# Low Tech, Natural Light Only.



## Stickleback (15 Jun 2010)

Hi Guys

Due to the positioning of my tank I get a lot of natural light. That played havoc with my high tech setup.

I have now gone low tech, natural light only and it seems to be working well, although it has only been a month.

It gets 3 hours of direct sunlight in the early morning and then ambient light for the rest of the day. Since making the change most of the algae has disappeared but plants are still doing well, except the ones that are now in a much shadier position.

Just wondering if anyone here has done this and what their experiences were?

Many Thanks.

R


----------



## Brenmuk (16 Jun 2010)

Apparently Diana Walstead had extra south facing windows built in her house to get more of her fish tanks exposed to the sun. Providing you don't end up with nutrient limitations then I suspect your plants will love the 3 hrs of sunlight  8) .

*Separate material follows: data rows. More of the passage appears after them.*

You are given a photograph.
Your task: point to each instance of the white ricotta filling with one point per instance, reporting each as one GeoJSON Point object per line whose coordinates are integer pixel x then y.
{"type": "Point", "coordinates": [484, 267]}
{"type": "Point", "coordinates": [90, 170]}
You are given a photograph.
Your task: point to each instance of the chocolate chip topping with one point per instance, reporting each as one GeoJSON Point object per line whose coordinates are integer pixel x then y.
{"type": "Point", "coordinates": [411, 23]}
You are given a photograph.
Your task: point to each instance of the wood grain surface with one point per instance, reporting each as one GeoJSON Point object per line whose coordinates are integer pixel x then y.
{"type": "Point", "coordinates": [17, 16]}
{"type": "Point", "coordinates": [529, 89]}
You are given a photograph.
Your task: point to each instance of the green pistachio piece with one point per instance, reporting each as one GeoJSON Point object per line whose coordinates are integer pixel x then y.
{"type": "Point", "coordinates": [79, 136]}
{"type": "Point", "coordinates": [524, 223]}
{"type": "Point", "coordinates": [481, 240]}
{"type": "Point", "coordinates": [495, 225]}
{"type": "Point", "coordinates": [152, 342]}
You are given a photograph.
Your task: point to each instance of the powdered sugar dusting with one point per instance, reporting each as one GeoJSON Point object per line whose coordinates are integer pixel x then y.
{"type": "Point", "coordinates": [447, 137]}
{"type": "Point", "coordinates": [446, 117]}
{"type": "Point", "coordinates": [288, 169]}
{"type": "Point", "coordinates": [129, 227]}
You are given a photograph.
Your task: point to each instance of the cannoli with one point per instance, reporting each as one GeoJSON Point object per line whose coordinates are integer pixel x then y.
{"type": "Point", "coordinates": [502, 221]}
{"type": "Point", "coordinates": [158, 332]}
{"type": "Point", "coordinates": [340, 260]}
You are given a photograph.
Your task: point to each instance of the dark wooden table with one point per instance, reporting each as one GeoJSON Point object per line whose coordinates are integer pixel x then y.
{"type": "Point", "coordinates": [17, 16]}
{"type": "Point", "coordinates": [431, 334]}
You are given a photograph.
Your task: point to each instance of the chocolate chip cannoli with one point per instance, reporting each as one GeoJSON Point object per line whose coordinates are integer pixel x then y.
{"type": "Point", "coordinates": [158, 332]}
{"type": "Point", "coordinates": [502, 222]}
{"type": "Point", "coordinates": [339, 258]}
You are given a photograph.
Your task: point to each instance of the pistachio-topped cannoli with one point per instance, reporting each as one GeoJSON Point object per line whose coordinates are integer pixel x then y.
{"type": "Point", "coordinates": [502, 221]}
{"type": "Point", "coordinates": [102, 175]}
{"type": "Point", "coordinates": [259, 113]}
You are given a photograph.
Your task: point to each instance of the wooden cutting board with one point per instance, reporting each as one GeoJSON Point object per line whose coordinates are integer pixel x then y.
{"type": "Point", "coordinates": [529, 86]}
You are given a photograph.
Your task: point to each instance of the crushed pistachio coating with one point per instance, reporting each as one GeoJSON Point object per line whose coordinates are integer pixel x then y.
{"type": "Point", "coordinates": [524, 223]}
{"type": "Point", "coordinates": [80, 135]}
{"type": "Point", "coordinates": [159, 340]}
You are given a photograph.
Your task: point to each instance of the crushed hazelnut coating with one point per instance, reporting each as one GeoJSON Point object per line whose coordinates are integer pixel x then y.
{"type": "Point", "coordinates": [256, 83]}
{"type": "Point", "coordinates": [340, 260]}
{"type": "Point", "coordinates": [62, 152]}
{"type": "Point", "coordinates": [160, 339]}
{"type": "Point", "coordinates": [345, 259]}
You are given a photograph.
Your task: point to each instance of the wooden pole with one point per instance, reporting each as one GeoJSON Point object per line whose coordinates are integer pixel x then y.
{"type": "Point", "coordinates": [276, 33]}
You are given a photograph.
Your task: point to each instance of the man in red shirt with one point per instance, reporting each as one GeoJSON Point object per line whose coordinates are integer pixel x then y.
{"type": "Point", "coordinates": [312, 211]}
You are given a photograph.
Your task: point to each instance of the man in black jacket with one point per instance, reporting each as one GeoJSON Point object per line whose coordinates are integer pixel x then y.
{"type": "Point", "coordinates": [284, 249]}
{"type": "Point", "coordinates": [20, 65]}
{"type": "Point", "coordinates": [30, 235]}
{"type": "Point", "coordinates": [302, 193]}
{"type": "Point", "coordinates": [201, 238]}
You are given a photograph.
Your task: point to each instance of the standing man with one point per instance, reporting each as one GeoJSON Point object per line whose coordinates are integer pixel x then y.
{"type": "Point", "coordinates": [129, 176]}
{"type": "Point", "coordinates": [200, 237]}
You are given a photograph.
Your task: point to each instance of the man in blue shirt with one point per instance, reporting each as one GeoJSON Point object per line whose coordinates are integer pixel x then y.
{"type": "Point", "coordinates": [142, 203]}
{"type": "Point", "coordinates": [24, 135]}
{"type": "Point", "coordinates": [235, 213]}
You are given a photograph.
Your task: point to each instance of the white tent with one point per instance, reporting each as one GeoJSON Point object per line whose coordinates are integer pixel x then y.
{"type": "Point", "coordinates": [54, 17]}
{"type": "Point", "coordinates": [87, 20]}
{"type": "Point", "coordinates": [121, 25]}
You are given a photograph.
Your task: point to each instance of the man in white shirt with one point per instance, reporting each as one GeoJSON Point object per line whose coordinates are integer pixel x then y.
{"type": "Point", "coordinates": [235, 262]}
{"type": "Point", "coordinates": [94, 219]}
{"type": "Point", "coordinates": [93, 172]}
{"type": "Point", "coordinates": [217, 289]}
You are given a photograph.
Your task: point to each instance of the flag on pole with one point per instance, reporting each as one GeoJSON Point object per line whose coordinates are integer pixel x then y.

What kind of substrate are you using?


----------



## Stickleback (16 Jun 2010)

It was Tropica substrate that I put in there but the tank is a year and a half old now so not sure what state it is in.

I am relying on dosing using the perameters Tom Barr recomends for low tech. 

Makes it very hard to estimate the WPG equivilent though. But like you said indoor plants love a bit of sunlight, especially the morning sun, so finger crossed.

R


----------